Scaling Operations¶
Scale App Service capacity safely by combining vertical and horizontal scaling with autoscale rules, guardrails, and verification checks. This guide is language-agnostic and focuses on platform-level operations.
flowchart TD
Metric[Monitor Metric] --> Rule{Rule Triggered?}
Rule -- CPU > 70% --> ScaleOut[Scale Out]
Rule -- CPU < 30% --> ScaleIn[Scale In]
ScaleOut --> Cooldown[Cooldown Period]
ScaleIn --> Cooldown
Cooldown --> Metric Prerequisites¶
- Azure CLI authenticated (
az login) - Existing App Service Plan and Web App
- Metrics flowing to Azure Monitor
- Variables set in shell:
RGAPP_NAMEPLAN_NAME
When to Use¶
Procedure¶
Understand Scale Up vs Scale Out¶
- Scale up (vertical): change plan SKU for more CPU/memory per instance
- Scale out (horizontal): increase worker instance count
- Rule of thumb:
- scale up when single instance memory/CPU saturation occurs
- scale out when traffic concurrency is the bottleneck
Inspect Current Capacity¶
az appservice plan show \
--resource-group $RG \
--name $PLAN_NAME \
--query "{sku:sku.name,capacity:sku.capacity,workers:numberOfWorkers,kind:kind}" \
--output json
Sample output (PII-masked):
Scale Up (Vertical Scaling)¶
Use scale up when one instance is consistently overloaded even at low concurrency.
After scaling up, verify effective SKU:
az appservice plan show \
--resource-group $RG \
--name $PLAN_NAME \
--query "sku.name" \
--output tsv
Scale Out (Horizontal Scaling)¶
Use scale out to improve throughput and reduce queueing latency.
az appservice plan update \
--resource-group $RG \
--name $PLAN_NAME \
--number-of-workers 3 \
--output json
Check current worker count:
az appservice plan show \
--resource-group $RG \
--name $PLAN_NAME \
--query "numberOfWorkers" \
--output tsv
Create Autoscale Baseline¶
Create autoscale settings on the App Service Plan resource.
PLAN_ID=$(az appservice plan show \
--resource-group $RG \
--name $PLAN_NAME \
--query id \
--output tsv)
az monitor autoscale create \
--resource-group $RG \
--resource $PLAN_ID \
--resource-type Microsoft.Web/serverfarms \
--name "autoscale-$PLAN_NAME" \
--min-count 1 \
--max-count 5 \
--count 2 \
--output json
Add CPU-based scale-out rule:
az monitor autoscale rule create \
--resource-group $RG \
--autoscale-name "autoscale-$PLAN_NAME" \
--condition "Percentage CPU > 70 avg 10m" \
--scale out 1 \
--cooldown 10 \
--output json
Add CPU-based scale-in rule:
az monitor autoscale rule create \
--resource-group $RG \
--autoscale-name "autoscale-$PLAN_NAME" \
--condition "Percentage CPU < 35 avg 20m" \
--scale in 1 \
--cooldown 15 \
--output json
Portal view: Autoscale setting blade¶

The Autoscale setting blade is the Portal surface where the az monitor autoscale create and az monitor autoscale rule create commands above land.

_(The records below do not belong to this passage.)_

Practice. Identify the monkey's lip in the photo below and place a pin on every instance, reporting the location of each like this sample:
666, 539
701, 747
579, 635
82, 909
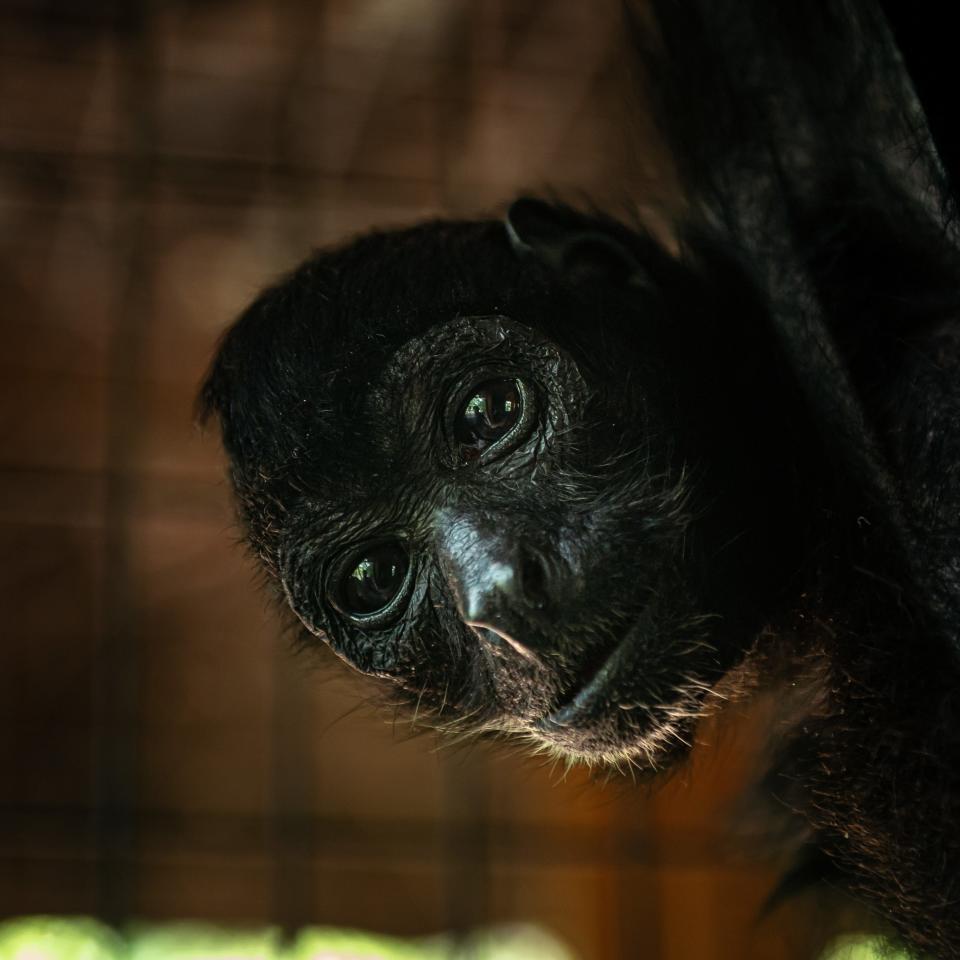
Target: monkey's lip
582, 702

Three details in this view are operationally critical: Custom autoscale is selected (the only mode that honors metric-based rules — Manual scale would ignore every rule defined below), the auto-generated Default scale condition is the implicit fallback that runs when no other condition matches, and the warning beneath Rules ("no rule(s) is defined") is exactly the gap the two az monitor autoscale rule create commands above (scale-out at CPU > 70% and scale-in at CPU < 35%) close. The Instance limits row currently reads Minimum 1 / Maximum 1 / Default 1, which is the single most common autoscale anti-pattern: every rule will fire but instance count never moves because the bounds are pinned to 1 — confirm --min-count and --max-count from the CLI command above are reflected here as 1 and 5 respectively before declaring the baseline complete.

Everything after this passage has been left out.